И на этот раз, дымя цигаркой, командир обнял рослого юношу за плечи, подвел к висевшей на стене немецкой карте, добытой в бою, ткнул пальцем:
— Задача серьезная, но решимая, — заговорил Никитченко. — Мы как бы между двумя огнями: впереди — наши, а сзади немцы. К нашим пробраться ничего не стоит, а вот к ним… Но надо. Советское командование свежие данные требует.
— А я не отказываюсь, я готов, — ответил Ваня, догадываясь, куда клонит командир.
— Так вот, вместе с моим братом Петром уточните, что за части прибыли в Графовку, Коровино, Нечаево… — командир назвал десяток сел и почему-то улыбнулся. — Петька парень дюже горячий, ты поглядывай за ним, а ты у меня рассудительный и вообще… Надеюсь я на тебя, ясно?
Ваня Выродов.
У партизанских разведчиков сборы короткие: натянули белые маскировочные халаты, взяли оружие, по куску хлеба и в путь.
Была глухая морозная ночь. Снега мало, но скрипучий, а обледенелые кусты звенят, как металлические. Хорошо, что гитлеровцы боятся леса, сидят ночью в теплых блиндажах, вырытых в поле, и лишь только часовые, согнувшись в кочергу, обняв автоматы, топчутся в мелких траншеях, иначе не пробраться бы в тыл нипочем.
За ночь ребята прошли без задержки километров двадцать. Пересекли шоссе. Рассвета дождались с лесу. Петр порывался разжечь костер, но Ваня не разрешил.
— Попрыгаем и согреемся.
— Я уж так напрыгался, что ног не чую. А может, разведем небольшой?

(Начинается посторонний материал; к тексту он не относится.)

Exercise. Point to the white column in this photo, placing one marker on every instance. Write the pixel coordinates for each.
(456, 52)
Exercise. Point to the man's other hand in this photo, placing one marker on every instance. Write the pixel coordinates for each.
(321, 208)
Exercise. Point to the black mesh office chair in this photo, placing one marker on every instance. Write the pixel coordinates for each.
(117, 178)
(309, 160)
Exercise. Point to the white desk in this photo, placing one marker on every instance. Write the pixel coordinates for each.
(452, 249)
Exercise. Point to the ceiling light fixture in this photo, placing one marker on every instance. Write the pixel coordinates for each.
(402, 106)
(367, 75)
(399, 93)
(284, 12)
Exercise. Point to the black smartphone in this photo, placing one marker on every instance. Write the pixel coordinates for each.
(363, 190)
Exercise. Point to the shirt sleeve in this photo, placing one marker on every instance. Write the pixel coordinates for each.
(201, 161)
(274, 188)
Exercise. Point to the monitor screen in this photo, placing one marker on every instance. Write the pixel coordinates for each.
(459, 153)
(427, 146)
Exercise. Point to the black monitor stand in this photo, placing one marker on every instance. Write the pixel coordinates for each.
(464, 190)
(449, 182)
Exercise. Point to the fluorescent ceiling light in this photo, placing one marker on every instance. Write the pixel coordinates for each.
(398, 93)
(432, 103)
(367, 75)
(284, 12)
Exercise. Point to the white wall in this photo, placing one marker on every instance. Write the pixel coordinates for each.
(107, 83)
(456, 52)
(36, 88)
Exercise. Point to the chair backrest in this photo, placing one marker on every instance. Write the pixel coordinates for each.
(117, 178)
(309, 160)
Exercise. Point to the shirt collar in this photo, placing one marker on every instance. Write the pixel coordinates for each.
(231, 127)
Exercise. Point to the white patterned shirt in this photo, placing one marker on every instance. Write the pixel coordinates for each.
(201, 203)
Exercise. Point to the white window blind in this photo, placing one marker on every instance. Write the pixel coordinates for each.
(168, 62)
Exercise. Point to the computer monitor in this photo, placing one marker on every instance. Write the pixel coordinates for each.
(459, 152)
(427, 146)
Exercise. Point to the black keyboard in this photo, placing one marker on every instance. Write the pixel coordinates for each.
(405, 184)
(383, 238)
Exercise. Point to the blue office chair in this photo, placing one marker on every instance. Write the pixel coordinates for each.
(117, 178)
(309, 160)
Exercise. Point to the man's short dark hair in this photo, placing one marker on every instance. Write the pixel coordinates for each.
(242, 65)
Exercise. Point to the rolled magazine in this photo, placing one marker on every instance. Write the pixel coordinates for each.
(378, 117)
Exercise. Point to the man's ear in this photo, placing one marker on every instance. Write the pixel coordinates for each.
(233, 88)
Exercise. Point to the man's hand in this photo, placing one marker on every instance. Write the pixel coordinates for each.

Ваня, словно не слышит, ломает хвою, бросает к стволу дерева.
— Ложись. Завалим себя, прижмемся друг к дружке и согреемся, — предложил он.
Но и в куче сосновых веток мороз берет свое. Продрогнув до костей, ребята на рассвете сняли с себя белые халаты, спрятали их в снегу на опушке леса и направились к крайней хате. Постучали в дверь. Открыла древняя старушка, приблизила подслеповатые глаза и выругалась:
— Фу, черти! Думала, опять эти антихристы. Откель вы, молодцы?
— Издалека, бабушка. Домой пробираемся. Устали. — Ваня сел на лавку и кивнул, подавая знак Петру посмотреть, нет ли кого во дворе.
— Небось есть хотите? А у меня одна свекла, — прошамкала бабушка. — Будете, аль нет?
— Мы и свеклу съедим, — уставшим голосом произнес Петр. — А давно заходили эти «антихристы»?
— Уж который день пруть и пруть, — ответила старушка, вываливая на стол холодную свеклу. — Видать, на Маслову Пристань.